Greek Chicken Grain Bowls
Serves 4
Prep time: 10 minutes to 15 minutes ; cooking time: 20 minutes
- For the sauce:
- 4 ounces feta cheese, drained
- 2 1/2 tablespoons water
- 1 tablespoon extra-virgin olive oil
- For the bowls:
- 1/2 medium red onion, thinly sliced (about 1/2 cup)
- 1/4 cup plus 1 tablespoon freshly squeezed lemon juice (from 2 medium lemons), divided
- 1 clove garlic, minced
- 2 teaspoons dried oregano
- 1/2 teaspoon dried marjoram
- 1 1/2 teaspoons kosher salt, divided
- 1/4 teaspoon freshly ground black pepper
- 4 boneless, skinless chicken thighs (about 1 1/2 pounds total)
- 1 1/4 cups quinoa, rinsed well
- 2 cups water
- 2 Persian cucumbers or 1/2 English cucumber, sliced into 1/2-inch-thick rounds
- 1 cup grape or cherry tomatoes, halved or quartered if large
- 1/2 cup pitted Kalamata olives
Make the sauce:
Crumble the feta into a food processor fitted with the blade attachment and pulse several times to break it into very small pieces. With the machine running continuously, gradually pour in the water and oil and process for 30 seconds. Stop the processor and scrape down the sides of the bowl. Process again until smooth, about 30 seconds; set aside.
Make the bowls:
Arrange a rack in the middle of the oven and heat to 425°F. Line a rimmed baking sheet with aluminum foil; set aside.
Place the onion and 1 tablespoon of the lemon juice in a small bowl and toss to combine; set aside.
Place the garlic, oregano, marjoram, pepper, 1 teaspoon of the salt, and the remaining 1/4 cup of lemon juice in a large bowl and stir to combine. Add the chicken and toss to coat. Place the chicken on the prepared baking sheet. Roast until the chicken is cooked through and registers 165°F on an instant-read thermometer, 18 to 20 minutes. Meanwhile, cook the quinoa.

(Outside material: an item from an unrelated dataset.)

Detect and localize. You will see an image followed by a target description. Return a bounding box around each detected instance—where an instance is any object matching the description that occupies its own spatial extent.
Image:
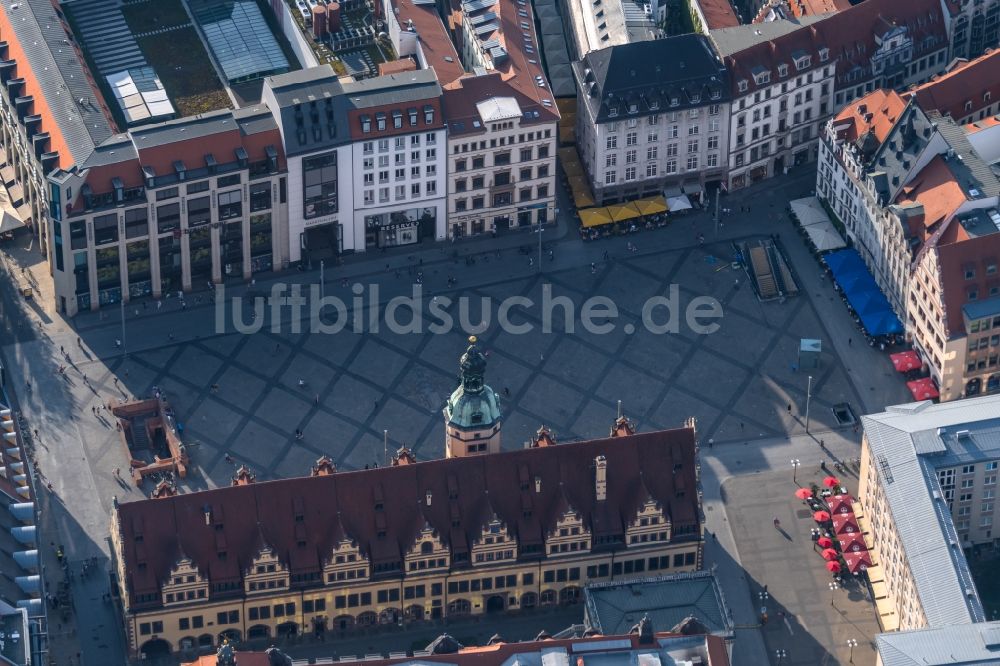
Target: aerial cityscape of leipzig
[0,0,1000,666]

Place the quinoa, water, and remaining 1/2 teaspoon salt in a medium saucepan and bring to a boil over medium-high heat. Reduce the heat to low, cover, and simmer until the quinoa is tender and the water is absorbed, about 15 minutes. Remove the pan from the heat. Fluff the quinoa, cover again, and let stand for 5 minutes.
To assemble, divide the quinoa between 4 bowls. Top each bowl with a chicken thigh. Divide the red onion, cucumbers, tomatoes, and olives between the bowls. Drizzle with the sauce and serve.
Recipe Notes
Make ahead and storage: The sauce, chicken, and quinoa can be made ahead and refrigerated in separate containers and stored for up to 5 days.